A court settlement between a dozen environmental groups and the U.S. Environmental Protection Agency over Great Lakes water quality comes better late than never. The action won't reverse the decades of damage done by invasive aquatic species brought to the lakes by oceangoing commercial vessels, but it could stop more from coming.
Environmentalists have long argued that the EPA's 2008 rules for cleaning ballast tanks on ships violated the 1972 federal Clean Water Act. A litany of advocates filed suit against the federal government. They charged that it wasn't adequately protecting the lakes from the introduction of invasive species.
The organisms often arrive in the ballast tanks of cargo ships and oceangoing vessels, which carry millions of gallons of water from Europe or Asia in the tanks to keep ships upright in rough seas. Without stringent pollution controls to kill the aquatic invaders, ships dumping their ballast into U.S. waters have ravaged local ecosystems.

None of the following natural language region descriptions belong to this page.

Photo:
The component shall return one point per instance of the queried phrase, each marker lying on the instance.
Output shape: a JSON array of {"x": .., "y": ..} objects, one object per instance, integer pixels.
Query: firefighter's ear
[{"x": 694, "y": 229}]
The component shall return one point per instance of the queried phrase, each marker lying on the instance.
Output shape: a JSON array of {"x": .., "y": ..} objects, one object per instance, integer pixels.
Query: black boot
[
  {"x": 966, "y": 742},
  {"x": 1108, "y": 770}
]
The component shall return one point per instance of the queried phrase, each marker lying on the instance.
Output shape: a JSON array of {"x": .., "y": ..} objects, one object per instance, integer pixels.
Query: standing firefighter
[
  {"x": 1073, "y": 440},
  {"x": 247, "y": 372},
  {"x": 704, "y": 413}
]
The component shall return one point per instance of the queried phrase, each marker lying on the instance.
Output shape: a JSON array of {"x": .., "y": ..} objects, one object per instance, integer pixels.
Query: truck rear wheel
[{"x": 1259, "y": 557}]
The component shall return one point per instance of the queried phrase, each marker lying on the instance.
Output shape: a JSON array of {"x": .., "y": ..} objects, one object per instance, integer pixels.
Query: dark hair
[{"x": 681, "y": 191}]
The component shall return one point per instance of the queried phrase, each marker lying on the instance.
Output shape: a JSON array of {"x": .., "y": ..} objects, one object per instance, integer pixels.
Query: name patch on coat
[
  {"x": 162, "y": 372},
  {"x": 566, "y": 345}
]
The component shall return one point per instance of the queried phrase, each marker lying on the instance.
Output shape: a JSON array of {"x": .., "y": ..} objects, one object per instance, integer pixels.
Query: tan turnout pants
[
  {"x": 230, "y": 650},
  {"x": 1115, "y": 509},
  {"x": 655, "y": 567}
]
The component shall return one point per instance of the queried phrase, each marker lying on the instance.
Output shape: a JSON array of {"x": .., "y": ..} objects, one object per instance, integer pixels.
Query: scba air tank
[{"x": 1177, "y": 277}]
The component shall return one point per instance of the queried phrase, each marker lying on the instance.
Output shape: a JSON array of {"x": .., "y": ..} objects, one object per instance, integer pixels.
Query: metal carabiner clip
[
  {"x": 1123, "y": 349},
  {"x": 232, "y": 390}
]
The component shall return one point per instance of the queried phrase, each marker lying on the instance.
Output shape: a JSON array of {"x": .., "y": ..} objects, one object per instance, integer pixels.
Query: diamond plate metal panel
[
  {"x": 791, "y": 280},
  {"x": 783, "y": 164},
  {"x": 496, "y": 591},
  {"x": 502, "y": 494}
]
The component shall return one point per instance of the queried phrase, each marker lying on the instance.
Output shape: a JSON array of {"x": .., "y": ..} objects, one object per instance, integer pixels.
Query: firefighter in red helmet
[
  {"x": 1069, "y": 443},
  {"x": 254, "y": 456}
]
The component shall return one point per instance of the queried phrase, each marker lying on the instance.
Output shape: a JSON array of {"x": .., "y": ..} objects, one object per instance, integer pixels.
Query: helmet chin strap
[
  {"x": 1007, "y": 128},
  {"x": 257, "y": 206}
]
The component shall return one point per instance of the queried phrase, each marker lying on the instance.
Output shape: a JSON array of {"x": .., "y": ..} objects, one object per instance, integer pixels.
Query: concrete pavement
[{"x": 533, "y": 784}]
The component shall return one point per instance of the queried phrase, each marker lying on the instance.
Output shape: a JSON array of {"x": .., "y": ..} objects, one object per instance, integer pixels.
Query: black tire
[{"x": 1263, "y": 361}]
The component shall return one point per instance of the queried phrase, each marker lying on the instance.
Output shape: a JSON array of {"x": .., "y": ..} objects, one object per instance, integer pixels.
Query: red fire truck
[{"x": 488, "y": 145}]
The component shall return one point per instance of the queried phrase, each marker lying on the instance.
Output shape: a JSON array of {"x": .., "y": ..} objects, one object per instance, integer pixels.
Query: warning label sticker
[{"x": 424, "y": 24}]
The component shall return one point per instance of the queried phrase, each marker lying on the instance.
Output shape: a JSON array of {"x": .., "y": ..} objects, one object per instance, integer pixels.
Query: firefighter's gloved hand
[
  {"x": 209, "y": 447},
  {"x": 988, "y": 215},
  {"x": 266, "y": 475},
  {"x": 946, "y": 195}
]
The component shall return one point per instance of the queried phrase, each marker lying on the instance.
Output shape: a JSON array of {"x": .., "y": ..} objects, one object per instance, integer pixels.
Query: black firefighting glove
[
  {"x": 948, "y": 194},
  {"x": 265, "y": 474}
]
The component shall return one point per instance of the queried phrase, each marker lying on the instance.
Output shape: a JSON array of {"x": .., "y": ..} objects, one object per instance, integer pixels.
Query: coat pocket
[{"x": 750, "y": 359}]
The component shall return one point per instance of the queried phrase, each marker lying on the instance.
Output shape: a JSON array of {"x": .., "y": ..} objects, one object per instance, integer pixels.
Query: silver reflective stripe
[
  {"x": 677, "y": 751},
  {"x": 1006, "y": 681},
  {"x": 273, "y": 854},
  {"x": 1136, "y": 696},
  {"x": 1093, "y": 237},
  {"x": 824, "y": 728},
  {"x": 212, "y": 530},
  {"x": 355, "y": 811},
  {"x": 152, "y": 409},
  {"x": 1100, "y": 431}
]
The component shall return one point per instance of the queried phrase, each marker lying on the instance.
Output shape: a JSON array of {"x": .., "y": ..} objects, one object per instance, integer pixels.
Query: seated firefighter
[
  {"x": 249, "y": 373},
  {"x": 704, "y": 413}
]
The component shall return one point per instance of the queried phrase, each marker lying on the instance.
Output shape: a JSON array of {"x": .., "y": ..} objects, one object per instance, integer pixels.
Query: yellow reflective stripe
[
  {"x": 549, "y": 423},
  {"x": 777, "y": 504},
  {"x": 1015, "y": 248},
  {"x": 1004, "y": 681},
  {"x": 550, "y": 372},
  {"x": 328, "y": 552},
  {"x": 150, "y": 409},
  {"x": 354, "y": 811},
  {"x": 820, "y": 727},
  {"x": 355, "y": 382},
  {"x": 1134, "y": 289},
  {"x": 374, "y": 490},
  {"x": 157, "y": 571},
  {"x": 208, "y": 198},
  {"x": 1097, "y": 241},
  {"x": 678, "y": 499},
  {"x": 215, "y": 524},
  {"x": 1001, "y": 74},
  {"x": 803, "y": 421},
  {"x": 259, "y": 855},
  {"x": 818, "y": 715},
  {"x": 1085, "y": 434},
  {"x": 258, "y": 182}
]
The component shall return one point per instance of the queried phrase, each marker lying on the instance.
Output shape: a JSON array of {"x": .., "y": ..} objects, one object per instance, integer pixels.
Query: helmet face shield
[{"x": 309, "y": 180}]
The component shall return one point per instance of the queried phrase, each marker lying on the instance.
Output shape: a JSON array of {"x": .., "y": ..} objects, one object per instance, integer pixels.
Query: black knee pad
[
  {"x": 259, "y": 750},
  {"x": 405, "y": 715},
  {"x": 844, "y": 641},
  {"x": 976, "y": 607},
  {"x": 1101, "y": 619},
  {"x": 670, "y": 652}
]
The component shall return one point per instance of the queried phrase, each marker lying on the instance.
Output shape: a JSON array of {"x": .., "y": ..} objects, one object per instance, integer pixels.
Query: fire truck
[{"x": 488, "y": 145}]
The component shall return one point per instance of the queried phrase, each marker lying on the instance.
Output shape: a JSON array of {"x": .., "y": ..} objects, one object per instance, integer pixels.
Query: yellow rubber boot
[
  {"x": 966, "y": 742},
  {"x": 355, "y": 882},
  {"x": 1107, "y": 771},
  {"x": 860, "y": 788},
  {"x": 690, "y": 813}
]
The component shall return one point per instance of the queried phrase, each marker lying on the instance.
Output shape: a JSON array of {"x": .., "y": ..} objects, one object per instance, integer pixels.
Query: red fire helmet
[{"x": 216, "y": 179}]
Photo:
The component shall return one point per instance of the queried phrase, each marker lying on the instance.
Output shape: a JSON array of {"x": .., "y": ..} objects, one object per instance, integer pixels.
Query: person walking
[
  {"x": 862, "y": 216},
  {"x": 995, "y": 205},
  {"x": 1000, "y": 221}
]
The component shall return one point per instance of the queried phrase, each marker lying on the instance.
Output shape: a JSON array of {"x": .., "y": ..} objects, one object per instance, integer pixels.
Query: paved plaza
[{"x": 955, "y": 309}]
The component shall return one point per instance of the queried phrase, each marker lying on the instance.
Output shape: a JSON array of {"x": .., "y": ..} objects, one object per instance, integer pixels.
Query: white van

In the Great Lakes, that practice is believed responsible for invasive species including zebra mussels and round gobies. The EPA's reluctance to impose strict regulations on ballast water has been regarded as a huge stumbling block in the fight against foreign invaders that flourish in the relatively shallow and warm waters of Lake Erie.
But the EPA finally dropped its appeal of the environmentalists' lawsuit in an agreement that requires the agency to impose more stringent regulations in ballast-water dumping by 2013.
The new rules will add another layer of standards to existing international regulations, along with state standards and upcoming controls crafted by the Coast Guard.
The development may be too late to reclaim compromised ecosystems along U.S. shores, but it should provide better protection for the next invasive critters down the pike.